Recent policy news, from President Biden’s announcement that up to $20,000 in loan debt will be cancelled for Pell grant recipients, and NY State’s announcement that TAP will be extended to part time students, may shift the calculus for students and families in more positive ways.
In the year ahead, we will be keeping a close eye on how these trends and policy shifts are playing out in the high schools and colleges we partner with. No matter what, we will continue to be committed to training young people and improving school structures for college access and success.
In September, the National College Attainment Network (NCAN) hosted its first in person conference since 2019. With roughly 1200 educators from around the country convening in Atlanta, CARA was excited to see that many workshops focused not just on furthering equity in the college access/success space, but on doing so through amplifying student voice.
Shalema Henderson, CARA’s Director of College Allies, presented a roundtable discussion titled Paving Professional Pathways: Using Peer Leadership to Close the Skills Awareness Gap.
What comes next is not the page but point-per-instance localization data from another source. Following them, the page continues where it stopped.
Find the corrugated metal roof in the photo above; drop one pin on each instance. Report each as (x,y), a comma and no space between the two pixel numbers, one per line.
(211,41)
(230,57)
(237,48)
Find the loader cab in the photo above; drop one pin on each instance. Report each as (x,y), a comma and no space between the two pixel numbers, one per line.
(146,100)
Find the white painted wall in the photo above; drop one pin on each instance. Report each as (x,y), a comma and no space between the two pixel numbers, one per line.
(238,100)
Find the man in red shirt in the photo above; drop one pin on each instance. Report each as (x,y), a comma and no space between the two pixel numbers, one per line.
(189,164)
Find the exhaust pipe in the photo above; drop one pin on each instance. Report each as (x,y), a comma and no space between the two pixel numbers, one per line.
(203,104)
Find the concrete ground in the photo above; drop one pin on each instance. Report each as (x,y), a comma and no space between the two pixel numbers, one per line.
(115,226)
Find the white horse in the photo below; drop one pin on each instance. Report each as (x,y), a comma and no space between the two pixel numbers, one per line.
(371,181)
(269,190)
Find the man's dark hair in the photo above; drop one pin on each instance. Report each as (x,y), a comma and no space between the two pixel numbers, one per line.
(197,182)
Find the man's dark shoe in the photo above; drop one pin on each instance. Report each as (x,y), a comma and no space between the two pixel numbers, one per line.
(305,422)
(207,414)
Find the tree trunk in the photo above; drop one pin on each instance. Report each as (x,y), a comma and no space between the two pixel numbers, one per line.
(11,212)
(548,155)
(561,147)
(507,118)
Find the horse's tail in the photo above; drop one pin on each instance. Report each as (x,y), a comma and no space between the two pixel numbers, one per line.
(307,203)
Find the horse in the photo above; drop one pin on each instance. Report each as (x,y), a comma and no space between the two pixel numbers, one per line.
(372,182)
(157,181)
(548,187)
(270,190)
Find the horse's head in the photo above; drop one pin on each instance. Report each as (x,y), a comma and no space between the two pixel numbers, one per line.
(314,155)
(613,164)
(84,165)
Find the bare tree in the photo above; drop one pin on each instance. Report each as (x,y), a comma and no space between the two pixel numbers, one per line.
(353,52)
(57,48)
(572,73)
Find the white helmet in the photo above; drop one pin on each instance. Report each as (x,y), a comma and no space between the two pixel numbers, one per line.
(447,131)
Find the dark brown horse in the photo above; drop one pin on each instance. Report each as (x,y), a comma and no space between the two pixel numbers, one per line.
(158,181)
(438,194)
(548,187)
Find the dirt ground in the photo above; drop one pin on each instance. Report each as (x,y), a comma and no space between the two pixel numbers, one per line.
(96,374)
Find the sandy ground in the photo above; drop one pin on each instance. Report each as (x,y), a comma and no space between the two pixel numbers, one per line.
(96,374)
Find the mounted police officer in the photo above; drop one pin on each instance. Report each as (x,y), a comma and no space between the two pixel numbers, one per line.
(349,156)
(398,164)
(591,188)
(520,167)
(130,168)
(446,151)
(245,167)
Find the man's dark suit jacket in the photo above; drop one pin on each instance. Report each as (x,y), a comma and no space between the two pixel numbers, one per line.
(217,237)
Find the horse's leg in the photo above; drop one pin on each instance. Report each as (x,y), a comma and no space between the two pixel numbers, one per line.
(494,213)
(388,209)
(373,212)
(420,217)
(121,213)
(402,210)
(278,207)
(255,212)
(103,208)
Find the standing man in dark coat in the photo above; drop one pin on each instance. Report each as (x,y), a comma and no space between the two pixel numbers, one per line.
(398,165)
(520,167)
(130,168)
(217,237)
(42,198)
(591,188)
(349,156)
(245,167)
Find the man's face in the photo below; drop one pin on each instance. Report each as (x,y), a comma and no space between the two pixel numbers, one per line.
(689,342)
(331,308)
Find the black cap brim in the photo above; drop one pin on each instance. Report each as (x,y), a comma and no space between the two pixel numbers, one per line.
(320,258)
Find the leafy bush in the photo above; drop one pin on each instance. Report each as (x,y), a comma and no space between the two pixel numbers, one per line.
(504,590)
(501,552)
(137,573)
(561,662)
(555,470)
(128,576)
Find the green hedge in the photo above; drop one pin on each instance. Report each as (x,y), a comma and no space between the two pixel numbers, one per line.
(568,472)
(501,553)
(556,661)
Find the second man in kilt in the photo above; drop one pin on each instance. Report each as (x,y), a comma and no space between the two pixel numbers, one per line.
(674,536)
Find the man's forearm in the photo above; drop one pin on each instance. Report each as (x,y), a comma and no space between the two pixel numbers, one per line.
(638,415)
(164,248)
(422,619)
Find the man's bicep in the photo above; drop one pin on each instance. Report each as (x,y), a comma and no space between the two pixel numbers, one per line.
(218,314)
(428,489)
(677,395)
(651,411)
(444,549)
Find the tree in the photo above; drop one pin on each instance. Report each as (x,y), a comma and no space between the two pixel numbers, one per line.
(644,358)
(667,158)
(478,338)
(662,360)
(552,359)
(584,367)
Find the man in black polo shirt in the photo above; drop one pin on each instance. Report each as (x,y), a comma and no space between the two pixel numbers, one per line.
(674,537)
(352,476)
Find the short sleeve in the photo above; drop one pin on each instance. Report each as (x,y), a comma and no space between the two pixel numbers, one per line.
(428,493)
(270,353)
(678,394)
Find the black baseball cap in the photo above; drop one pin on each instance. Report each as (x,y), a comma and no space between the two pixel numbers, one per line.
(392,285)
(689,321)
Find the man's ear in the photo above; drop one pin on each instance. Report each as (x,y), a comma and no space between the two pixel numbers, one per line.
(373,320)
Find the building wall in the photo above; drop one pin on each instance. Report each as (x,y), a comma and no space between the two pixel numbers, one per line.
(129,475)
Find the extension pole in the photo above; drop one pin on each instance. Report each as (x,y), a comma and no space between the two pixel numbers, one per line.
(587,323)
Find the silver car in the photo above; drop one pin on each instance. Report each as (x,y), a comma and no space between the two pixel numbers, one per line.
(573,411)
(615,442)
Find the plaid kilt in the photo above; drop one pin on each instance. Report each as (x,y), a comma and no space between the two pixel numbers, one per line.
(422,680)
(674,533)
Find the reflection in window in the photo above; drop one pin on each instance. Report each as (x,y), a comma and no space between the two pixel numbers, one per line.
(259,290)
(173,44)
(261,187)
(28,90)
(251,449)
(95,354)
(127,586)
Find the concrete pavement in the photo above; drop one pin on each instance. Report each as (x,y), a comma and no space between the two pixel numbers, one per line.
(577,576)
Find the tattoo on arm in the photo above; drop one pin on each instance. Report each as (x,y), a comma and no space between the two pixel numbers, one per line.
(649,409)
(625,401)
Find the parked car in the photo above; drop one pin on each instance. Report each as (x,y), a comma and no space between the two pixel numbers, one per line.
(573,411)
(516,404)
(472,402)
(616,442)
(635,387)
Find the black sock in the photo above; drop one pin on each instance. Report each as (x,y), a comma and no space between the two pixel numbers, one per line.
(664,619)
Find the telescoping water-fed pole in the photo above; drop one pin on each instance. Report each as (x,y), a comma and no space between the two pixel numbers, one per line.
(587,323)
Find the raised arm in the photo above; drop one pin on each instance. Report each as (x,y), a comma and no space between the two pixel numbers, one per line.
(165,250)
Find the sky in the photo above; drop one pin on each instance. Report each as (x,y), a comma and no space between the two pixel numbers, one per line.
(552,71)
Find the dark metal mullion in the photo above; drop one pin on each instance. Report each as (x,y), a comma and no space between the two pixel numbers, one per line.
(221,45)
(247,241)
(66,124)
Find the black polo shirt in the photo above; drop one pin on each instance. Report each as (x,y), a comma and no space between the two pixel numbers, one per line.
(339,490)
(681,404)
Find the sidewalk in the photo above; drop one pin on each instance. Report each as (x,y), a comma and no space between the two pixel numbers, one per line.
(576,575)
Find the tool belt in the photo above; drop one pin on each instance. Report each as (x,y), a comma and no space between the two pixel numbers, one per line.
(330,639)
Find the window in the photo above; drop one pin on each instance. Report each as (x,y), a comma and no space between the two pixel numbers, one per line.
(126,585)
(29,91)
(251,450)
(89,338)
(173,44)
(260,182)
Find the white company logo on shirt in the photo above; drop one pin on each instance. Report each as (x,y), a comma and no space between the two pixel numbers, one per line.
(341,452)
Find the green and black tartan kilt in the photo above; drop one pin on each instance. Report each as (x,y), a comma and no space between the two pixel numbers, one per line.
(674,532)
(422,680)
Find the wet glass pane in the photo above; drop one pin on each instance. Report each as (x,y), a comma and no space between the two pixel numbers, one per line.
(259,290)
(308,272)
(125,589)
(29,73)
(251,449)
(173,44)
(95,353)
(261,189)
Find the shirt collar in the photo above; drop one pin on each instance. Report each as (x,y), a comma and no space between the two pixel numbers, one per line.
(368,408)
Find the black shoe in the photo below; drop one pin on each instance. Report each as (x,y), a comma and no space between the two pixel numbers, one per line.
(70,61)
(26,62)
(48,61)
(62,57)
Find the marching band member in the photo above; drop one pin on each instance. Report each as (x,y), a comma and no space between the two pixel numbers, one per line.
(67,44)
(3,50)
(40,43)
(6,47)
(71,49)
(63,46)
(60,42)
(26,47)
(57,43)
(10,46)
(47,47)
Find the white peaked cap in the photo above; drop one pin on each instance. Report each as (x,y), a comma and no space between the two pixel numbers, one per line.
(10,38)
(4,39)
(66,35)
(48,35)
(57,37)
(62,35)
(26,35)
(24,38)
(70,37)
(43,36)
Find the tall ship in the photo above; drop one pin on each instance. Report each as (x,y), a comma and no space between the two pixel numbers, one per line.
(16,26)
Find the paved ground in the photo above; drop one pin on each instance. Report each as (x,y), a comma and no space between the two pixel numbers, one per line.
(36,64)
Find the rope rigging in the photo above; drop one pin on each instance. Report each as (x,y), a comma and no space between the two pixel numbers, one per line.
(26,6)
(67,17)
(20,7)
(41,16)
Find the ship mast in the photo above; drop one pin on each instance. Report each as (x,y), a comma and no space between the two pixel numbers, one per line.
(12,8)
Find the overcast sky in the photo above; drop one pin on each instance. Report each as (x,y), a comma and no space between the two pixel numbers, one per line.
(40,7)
The session framed CARA’s peer-to-peer access and persistence model as a response to the challenges that many college students face finding career-relevant experiences and determining a career pathway. The session demonstrated how the training and work-based learning peer leaders experience provide them with a set of career-specific and transferable career-readiness skills that prepare them for careers in education, youth services, and counseling but also for a wider range of fields. The discussion centered on the ways in which the role of peer leader helps develop the skills needed to meet the needs of 21st century employers while also supporting institutions of higher education to expand meaningful career opportunities for students.
One of the most enduring takeaways from the conference was the passion and commitment displayed by practitioners, policy makers, and funders – nationwide – who are invested in seeing educational opportunities be made accessible, affordable and equitable for all students. CARA is grateful to be learning with and from the larger field, and to be a contributor to it.